Project aims to lift lamb survival rates

AWI reproductive specialist Andrew Thompson will head the lamb survival research.
Camera IconAWI reproductive specialist Andrew Thompson will head the lamb survival research. Credit: Bob Garnant

Sheep flock size and stocking density at lambing will go under the microscope in efforts to lift lamb survival and improve weaning rates.

In a new research project initiative, 70 sites will be established over two years across Australia to examine reproductive performance improvements.

The initiative is collaboration between Australian Wool Innovation and Meat Livestock Australia designed to take graduates of the Lifetime Ewe Management course to the next level.

AWI general manager of research Paul Swan said the LTEM program had been transformative for the growers who graduated.

“The 2100 LTEM graduates have improved their weaning rates by seven to 10 per cent and simultaneously reduced their ewe mortality rates by assessing and optimising ewe condition score and identifying and differentially managing twin bearers,” he said.

“Yet while these performance gains are substantial, evidence has been mounting that the density of lambing ewes in the lambing paddock could also be having an influence on lambing outcomes, particularly the risk of mis-mothering.”

AWI reproductive specialist Andrew Thompson will head up the research.

“We will deliver improved recommendations for sheep producers regarding the allocation of ewes to paddocks, paddock size, stock density and feed on offer during lambing,” he said.

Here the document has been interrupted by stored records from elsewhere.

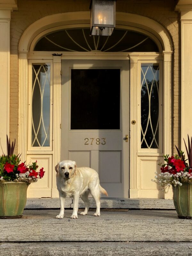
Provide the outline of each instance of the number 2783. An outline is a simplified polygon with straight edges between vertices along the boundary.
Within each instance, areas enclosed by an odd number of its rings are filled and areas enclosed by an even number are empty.
[[[97,145],[99,145],[101,144],[102,145],[105,145],[106,144],[106,138],[101,138],[101,139],[100,138],[85,138],[84,140],[86,140],[85,142],[85,145],[92,145],[93,143],[96,143]],[[90,142],[91,142],[91,143]]]

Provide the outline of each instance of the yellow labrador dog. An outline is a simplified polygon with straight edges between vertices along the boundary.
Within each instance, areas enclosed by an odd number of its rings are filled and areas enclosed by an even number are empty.
[[[78,218],[79,198],[84,202],[85,208],[81,215],[86,215],[90,203],[88,198],[90,193],[95,201],[96,212],[94,216],[100,215],[100,196],[102,193],[108,195],[106,190],[99,184],[99,176],[95,170],[88,167],[77,168],[74,161],[65,160],[59,162],[55,166],[57,172],[57,186],[59,193],[60,211],[56,218],[62,218],[64,216],[65,200],[66,196],[74,199],[73,211],[72,219]]]

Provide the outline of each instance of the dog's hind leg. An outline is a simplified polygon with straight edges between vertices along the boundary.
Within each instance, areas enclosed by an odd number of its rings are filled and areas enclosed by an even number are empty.
[[[91,195],[93,198],[96,203],[96,212],[94,213],[94,216],[100,216],[100,190],[99,189],[93,189],[90,191]]]
[[[81,196],[81,199],[85,204],[85,210],[84,212],[81,212],[80,215],[86,215],[87,214],[87,212],[89,211],[90,205],[90,202],[88,198],[89,194],[89,191],[88,190]]]

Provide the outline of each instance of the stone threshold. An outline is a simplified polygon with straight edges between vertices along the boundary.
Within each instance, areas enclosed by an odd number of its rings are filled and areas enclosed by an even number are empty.
[[[90,207],[95,208],[95,201],[90,198]],[[154,198],[101,198],[101,208],[122,209],[175,209],[172,199]],[[84,203],[81,198],[79,208],[84,208]],[[73,199],[66,198],[65,208],[72,208]],[[59,198],[28,198],[25,209],[58,209],[60,208]]]
[[[0,243],[0,256],[188,256],[191,242],[48,242]]]

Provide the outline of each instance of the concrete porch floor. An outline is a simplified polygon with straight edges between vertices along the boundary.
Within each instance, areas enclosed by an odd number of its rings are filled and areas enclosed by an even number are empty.
[[[0,256],[192,255],[192,220],[175,210],[103,211],[71,219],[71,209],[63,219],[59,209],[26,210],[0,220]]]

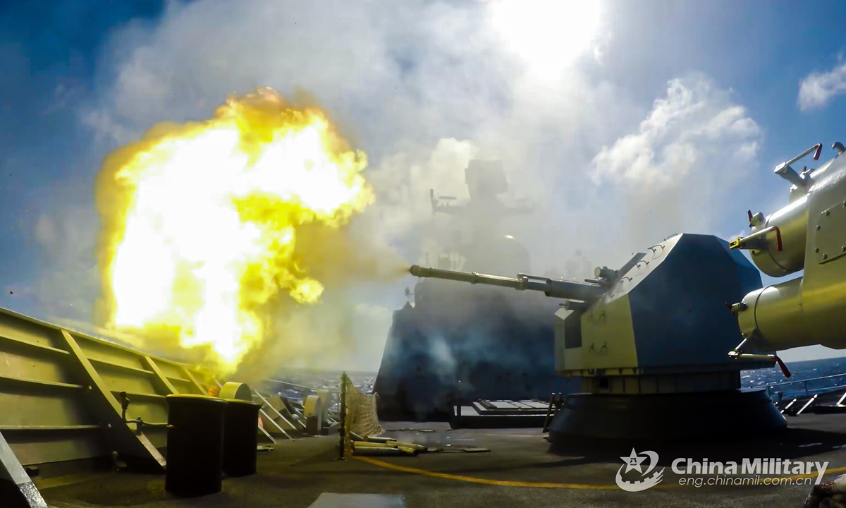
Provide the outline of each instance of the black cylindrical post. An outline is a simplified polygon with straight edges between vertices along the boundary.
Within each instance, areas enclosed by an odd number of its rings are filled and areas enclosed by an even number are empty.
[[[347,447],[347,373],[341,373],[341,414],[338,422],[338,458],[343,460]]]
[[[228,477],[255,474],[258,446],[258,404],[225,399],[223,426],[223,472]]]
[[[164,487],[184,497],[220,492],[226,402],[207,395],[168,395]]]

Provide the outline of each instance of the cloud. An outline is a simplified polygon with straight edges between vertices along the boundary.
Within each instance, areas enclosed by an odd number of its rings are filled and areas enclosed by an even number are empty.
[[[307,91],[370,156],[376,202],[350,234],[409,262],[442,250],[461,225],[432,216],[429,190],[465,198],[464,168],[472,157],[501,159],[510,184],[503,201],[527,198],[534,206],[501,226],[529,250],[525,269],[581,277],[592,270],[588,259],[618,265],[668,234],[710,231],[726,184],[745,174],[761,139],[746,110],[704,77],[670,81],[651,111],[597,77],[597,59],[614,43],[602,24],[584,45],[588,58],[539,80],[503,44],[486,3],[167,5],[157,23],[130,23],[103,49],[96,97],[80,113],[92,141],[115,147],[157,122],[207,118],[228,93],[256,86]],[[689,197],[685,207],[681,196]],[[56,271],[74,275],[45,277],[41,287],[63,294],[62,284],[72,285],[72,294],[89,291],[93,301],[96,274],[85,260],[93,262],[96,218],[80,217],[72,229],[62,212],[46,213],[50,222],[37,231],[57,246],[49,251]],[[72,262],[63,260],[68,242]],[[347,368],[371,368],[390,310],[404,303],[409,283],[328,295],[341,312],[323,306],[293,313],[293,345],[280,351],[292,364],[334,366],[346,357],[354,363]],[[314,340],[312,324],[325,340]]]
[[[703,76],[672,80],[636,133],[596,154],[591,174],[621,191],[634,238],[711,232],[760,142],[757,124],[728,91]]]
[[[799,85],[799,107],[802,111],[822,108],[833,97],[846,92],[846,62],[828,72],[812,72]]]

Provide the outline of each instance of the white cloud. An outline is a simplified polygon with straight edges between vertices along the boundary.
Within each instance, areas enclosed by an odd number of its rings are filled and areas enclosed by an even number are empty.
[[[597,81],[583,67],[595,66],[590,57],[613,44],[607,33],[584,45],[589,58],[539,80],[530,63],[503,47],[481,15],[485,6],[169,3],[156,24],[130,24],[112,40],[104,53],[109,67],[96,80],[97,102],[80,121],[116,146],[160,121],[207,118],[228,93],[256,86],[287,95],[305,89],[370,155],[367,177],[377,200],[354,224],[354,233],[397,247],[409,262],[453,234],[454,221],[432,217],[429,190],[465,197],[464,168],[473,157],[503,160],[512,187],[503,201],[527,196],[536,206],[534,214],[503,226],[528,247],[527,270],[590,271],[587,259],[613,266],[631,250],[683,229],[707,230],[719,219],[726,182],[718,191],[717,175],[736,180],[761,140],[757,124],[728,92],[702,78],[673,80],[646,114],[624,89]],[[684,193],[695,199],[682,213],[678,196]],[[51,217],[54,234],[63,235],[57,246],[93,249],[96,218],[86,219],[87,229],[74,229],[58,219],[61,213]],[[47,226],[39,229],[42,238],[53,235]],[[41,287],[57,295],[63,294],[63,284],[74,295],[97,287],[96,273],[89,277],[83,262],[92,259],[90,253],[74,248],[79,255],[69,263],[61,248],[51,252],[57,272],[76,275],[45,279]],[[343,356],[330,359],[322,351],[343,351],[371,367],[387,336],[387,309],[404,303],[408,282],[366,297],[360,291],[354,298],[337,295],[343,316],[327,306],[299,312],[305,331],[287,351],[303,351],[299,360],[316,366]],[[354,334],[361,347],[338,346],[356,319],[371,323]],[[313,323],[326,327],[326,341],[312,340]]]
[[[821,108],[836,96],[846,93],[846,62],[828,72],[812,72],[799,85],[799,107],[803,111]]]

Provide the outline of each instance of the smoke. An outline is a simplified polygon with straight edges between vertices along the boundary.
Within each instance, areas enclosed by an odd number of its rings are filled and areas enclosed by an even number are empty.
[[[599,57],[614,39],[602,8],[591,31],[569,26],[586,19],[580,3],[550,3],[566,25],[552,30],[584,39],[566,58],[521,52],[519,27],[508,16],[492,22],[487,3],[169,3],[155,24],[116,31],[80,123],[106,149],[162,120],[206,118],[230,92],[307,90],[367,152],[365,175],[376,196],[349,237],[311,240],[338,250],[354,240],[408,262],[446,243],[451,223],[432,217],[429,190],[466,196],[463,169],[473,157],[502,160],[511,185],[503,201],[534,207],[504,228],[526,246],[537,273],[582,273],[585,259],[619,265],[671,234],[714,232],[727,189],[752,168],[761,139],[755,121],[726,84],[699,75],[664,77],[651,105],[633,97],[603,77]],[[532,19],[553,18],[545,5],[527,6],[520,23],[541,30]],[[552,71],[538,75],[539,66]],[[91,245],[96,223],[80,229],[88,232],[54,241]],[[56,271],[77,268],[53,262]],[[393,270],[371,268],[382,280]],[[97,287],[90,275],[78,285]],[[409,284],[327,285],[321,304],[278,318],[291,342],[264,360],[375,368],[391,309]]]

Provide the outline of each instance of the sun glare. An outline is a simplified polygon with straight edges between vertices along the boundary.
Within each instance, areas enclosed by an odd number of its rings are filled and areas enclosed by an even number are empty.
[[[491,9],[506,47],[540,77],[558,75],[591,47],[602,14],[591,0],[497,0]]]

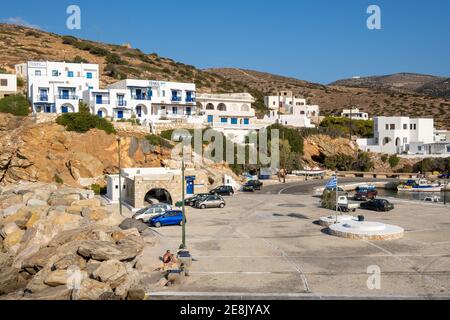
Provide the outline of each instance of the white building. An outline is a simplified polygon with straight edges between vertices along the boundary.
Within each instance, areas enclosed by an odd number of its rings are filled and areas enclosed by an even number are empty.
[[[409,117],[375,117],[374,138],[358,139],[364,151],[415,154],[415,146],[434,142],[434,120]]]
[[[341,113],[342,118],[348,118],[352,120],[369,120],[369,114],[362,112],[358,108],[344,109]]]
[[[29,61],[16,65],[16,73],[28,82],[34,113],[78,112],[83,92],[99,87],[97,64]]]
[[[251,131],[264,127],[256,123],[254,102],[255,98],[249,93],[197,95],[197,104],[206,124],[235,142],[244,142]]]
[[[17,76],[0,73],[0,99],[17,93]]]
[[[306,99],[294,96],[291,91],[266,96],[264,102],[270,109],[269,116],[264,117],[265,122],[297,128],[314,128],[314,122],[319,121],[319,106],[308,105]]]
[[[89,104],[96,114],[114,119],[185,119],[196,114],[195,93],[194,83],[127,79],[91,92]]]

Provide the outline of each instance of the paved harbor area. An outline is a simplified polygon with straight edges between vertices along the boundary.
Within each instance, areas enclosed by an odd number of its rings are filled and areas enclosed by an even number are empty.
[[[305,187],[292,187],[294,194],[285,188],[228,197],[224,209],[189,208],[191,276],[150,297],[450,298],[450,206],[394,200],[389,213],[358,210],[366,220],[404,228],[405,236],[347,240],[314,223],[333,211],[319,208]],[[177,249],[181,227],[157,232],[161,249]],[[376,270],[378,289],[369,280]]]

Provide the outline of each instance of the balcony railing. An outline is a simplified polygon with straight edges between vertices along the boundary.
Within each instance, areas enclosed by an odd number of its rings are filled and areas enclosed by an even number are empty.
[[[131,98],[133,100],[152,100],[152,96],[144,96],[142,94],[141,95],[134,94],[131,96]]]
[[[36,100],[40,102],[48,102],[48,95],[38,95]]]
[[[60,94],[56,98],[60,100],[78,100],[78,96],[74,94]]]
[[[116,102],[116,106],[121,108],[121,107],[126,107],[127,106],[127,102],[125,100],[123,101],[117,101]]]

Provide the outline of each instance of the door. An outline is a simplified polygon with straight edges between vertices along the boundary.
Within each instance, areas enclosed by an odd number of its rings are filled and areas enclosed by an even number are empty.
[[[69,90],[64,89],[62,91],[62,98],[65,99],[65,100],[69,99]]]
[[[187,194],[195,194],[194,192],[194,181],[188,181],[186,186]]]

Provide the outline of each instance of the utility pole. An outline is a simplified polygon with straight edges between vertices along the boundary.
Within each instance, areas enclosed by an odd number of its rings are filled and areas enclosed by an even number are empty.
[[[121,161],[120,161],[120,137],[117,137],[117,154],[119,159],[119,212],[120,215],[122,214],[122,167],[121,167]]]

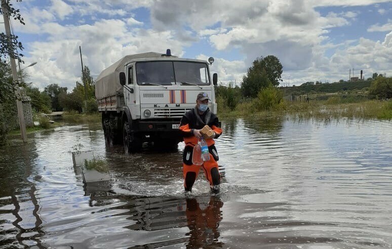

“It will assist producers to make more informed decisions about the cost-benefit of investing funds in paddock subdivision to improve reproductive performance and farm profitability.

“If we succeed as expected, the pay-offs for the industry will potentially be massive — improving the survival of single lambs by just 5 per cent and twin lambs by 10 per cent would improve industry-wide farm profit by $250 million per annum.”